Accordingly, we find that plaintiffs' counsel's misinterpretation of West Virginia's savings statute does not negate the voluntary dismissal and intended abandonment of plaintiffs' Virginia suit. Consequently, having abandoned their original suit, West Virginia's savings statute, W. Va.Code § 55-2-18, does not apply to plaintiffs' present action.
For the foregoing reasons, the judgment of the district court is affirmed.
1. Pilgrim's Pride is the successor to WLR, Inc. and Wampler Foods, Inc.
2. Plaintiffs have also filed similar lawsuits in the Superior Court of New Castle County, Delaware (on December 17, 2002), and in the Circuit Court of Rockingham County, Virginia (filed on April 4, 2003).
3. Plaintiffs now agree that “[t]his dispute is between citizens of different states,” thus they do not challenge the jurisdiction of the federal court.

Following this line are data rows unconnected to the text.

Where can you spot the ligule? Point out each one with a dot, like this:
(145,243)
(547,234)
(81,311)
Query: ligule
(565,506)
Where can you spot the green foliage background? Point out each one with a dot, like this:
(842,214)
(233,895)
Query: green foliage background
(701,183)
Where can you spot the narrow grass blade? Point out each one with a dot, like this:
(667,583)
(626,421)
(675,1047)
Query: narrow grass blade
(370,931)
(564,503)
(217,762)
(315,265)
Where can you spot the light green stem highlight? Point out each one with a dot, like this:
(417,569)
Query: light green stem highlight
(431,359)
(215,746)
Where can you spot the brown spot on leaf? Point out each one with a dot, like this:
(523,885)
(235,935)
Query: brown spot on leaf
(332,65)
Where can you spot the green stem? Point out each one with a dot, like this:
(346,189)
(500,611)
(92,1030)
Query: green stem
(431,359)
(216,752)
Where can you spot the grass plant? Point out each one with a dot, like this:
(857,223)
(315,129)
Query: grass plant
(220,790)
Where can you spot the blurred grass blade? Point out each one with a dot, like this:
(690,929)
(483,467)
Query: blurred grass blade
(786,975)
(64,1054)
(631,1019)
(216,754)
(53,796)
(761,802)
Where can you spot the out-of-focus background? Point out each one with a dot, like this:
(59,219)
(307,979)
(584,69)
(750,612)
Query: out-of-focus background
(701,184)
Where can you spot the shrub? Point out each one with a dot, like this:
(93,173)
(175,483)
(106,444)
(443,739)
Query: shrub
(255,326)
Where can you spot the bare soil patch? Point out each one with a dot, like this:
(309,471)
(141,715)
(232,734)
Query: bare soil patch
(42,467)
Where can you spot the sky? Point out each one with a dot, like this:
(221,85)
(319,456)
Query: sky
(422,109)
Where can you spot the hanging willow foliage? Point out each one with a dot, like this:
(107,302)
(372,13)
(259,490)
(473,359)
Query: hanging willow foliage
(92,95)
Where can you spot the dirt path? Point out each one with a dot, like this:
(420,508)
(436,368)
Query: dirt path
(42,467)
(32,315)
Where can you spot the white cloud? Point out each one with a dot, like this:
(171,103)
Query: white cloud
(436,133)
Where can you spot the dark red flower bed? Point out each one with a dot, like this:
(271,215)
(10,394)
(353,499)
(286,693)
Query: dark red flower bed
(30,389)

Appellants' Br. at iii.
4. The legislature amended the statute, effective July 2001, to clearly state that “a party may refile the action if the initial pleading was timely filed and ․ the action was involuntarily dismissed” and adds that “an action dismissed as a result of process not having been served is not a dismissal on the merits.” W. Va.Code § 55-2-18 (2001). However, the amendment did not alter the longstanding substantive principle that this section does not apply to cases which are voluntarily dismissed.
Affirmed by published opinion. Judge GREGORY wrote the opinion, in which Judge WIDENER and Senior Judge HAMILTON joined.